Allow the rage and pain to pass through
Breathe out the rage. Go for a walk. Go to the gym and sweat it out. Chances are strong—almost certain—that underneath the rage is deep, deep pain. Once you touch that pain—you may want to do this with a therapist—you’re on your way to taking more effective action. Let me say this again: if you have a history of trauma, please consider doing this work in the presence of a skilled therapist.
I saw this drawing on Instagram a few weeks ago, and while it’s not always this easy (if only!), it’s a great way to visualize the process.
Maintain fierce presence as much as possible
Much of what people are furious about right now is what we believe will happen in January. Without the ability to observe one’s thoughts, these beliefs become hardened into absolute certainty. But wait! None of this—except words— is happening right now, in this moment. There’s a fine line between being prepared and panicking.

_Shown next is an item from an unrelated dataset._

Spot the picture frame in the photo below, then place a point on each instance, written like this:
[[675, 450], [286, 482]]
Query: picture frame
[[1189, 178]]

Personal experience has taught me that the most effective way to a better future is to remain fiercely present in this moment. That doesn’t mean ruminating about potential Cabinet nominees. It does means to focus on the breeze on your face and arms, or the feel of your dog’s fur. Feel water flowing over your hands as you wash the dishes. Notice how each leaf on the ground has different colours. Focus on the objective “what is” of your environment, in this moment. In Part 2, I’ll explain how presence can help all of us take more effective action in the world. (I know, it sounds like a paradox—life is paradox!)

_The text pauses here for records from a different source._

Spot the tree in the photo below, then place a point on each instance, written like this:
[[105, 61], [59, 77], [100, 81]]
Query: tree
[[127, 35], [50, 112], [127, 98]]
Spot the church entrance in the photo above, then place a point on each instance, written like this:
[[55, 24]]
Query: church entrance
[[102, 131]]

After all—not to be grim—there’s no guarantee that I, or any of us (of any age) will be around in another two months. As Lin-Manuel Miranda so poetically put it, “None of us is guaranteed even another day.” Do you really want to spend it raising your blood pressure and ruining your health? It’s possible to take action—it’s imperative to take action—from a place of inner calm.

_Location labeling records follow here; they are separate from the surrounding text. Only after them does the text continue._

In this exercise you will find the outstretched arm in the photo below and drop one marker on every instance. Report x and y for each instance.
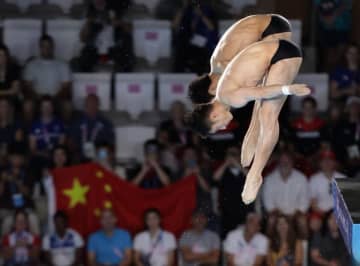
(241, 96)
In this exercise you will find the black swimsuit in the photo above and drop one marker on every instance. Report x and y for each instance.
(278, 24)
(286, 50)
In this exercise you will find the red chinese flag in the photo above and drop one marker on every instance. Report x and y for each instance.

When I talk about maintaining fierce presence, I’m talking about staying on the razor’s edge of this moment. It’s kind of like meditating and coming back to the breath. Fierce presence is, by definition, a constant practice. Your mind will move into the future and past, as will mine. Every time you bring your mind back to just-this-moment, you’re strengthening your neural pathways for peace.
If you want to hold onto pain, that’s your prerogative
Nobody is going to take away your outrage or your pain. Alleviating pain requires not only your consent, but also your active commitment.
For a long, long, long time, I was deeply attached to my pain. It gave me a sense of identity as a victim of life circumstances or of other people. It reinforced my ego, my sense of being a lonely, isolated self—rather than being an integral part of the universe, connected to everything else. As long as we identify with our thoughts and our egos, we’ll experience existential fear.
I’ve been an activist most of my life—my frustration with that was one of the reasons I moved to Canada in my 20s. Nothing I did seemed to “work.” I felt self-righteous and angry much of the time. None of my actions made a whit of difference in the political system; it only made my ego stronger by pretending it was useful. And there’s the rub: If I hadn’t been coming from a place of ego, I might have been better able to effect change.
Action taken from a place of ego is never useful.
Action taken from a place of presence can change the world.
In Part 2: The difference between reactive and responsive anger, how to take action from presence, and why hostility leads to futility.
What a fabulous post on the pain body and presence! It includes so many helpful tips, especially around fierce presence. I'm working hard to maintain mine, and Miss Foxy's sweet fur helps. Like Ann Price, your mention of Western privilege hit hard, but in all the right ways. There's so much we've taken for granted. There's grief in potentially losing it.
Thank you, Sarah. Your mention of western privilege in the intro paragraph hits hard.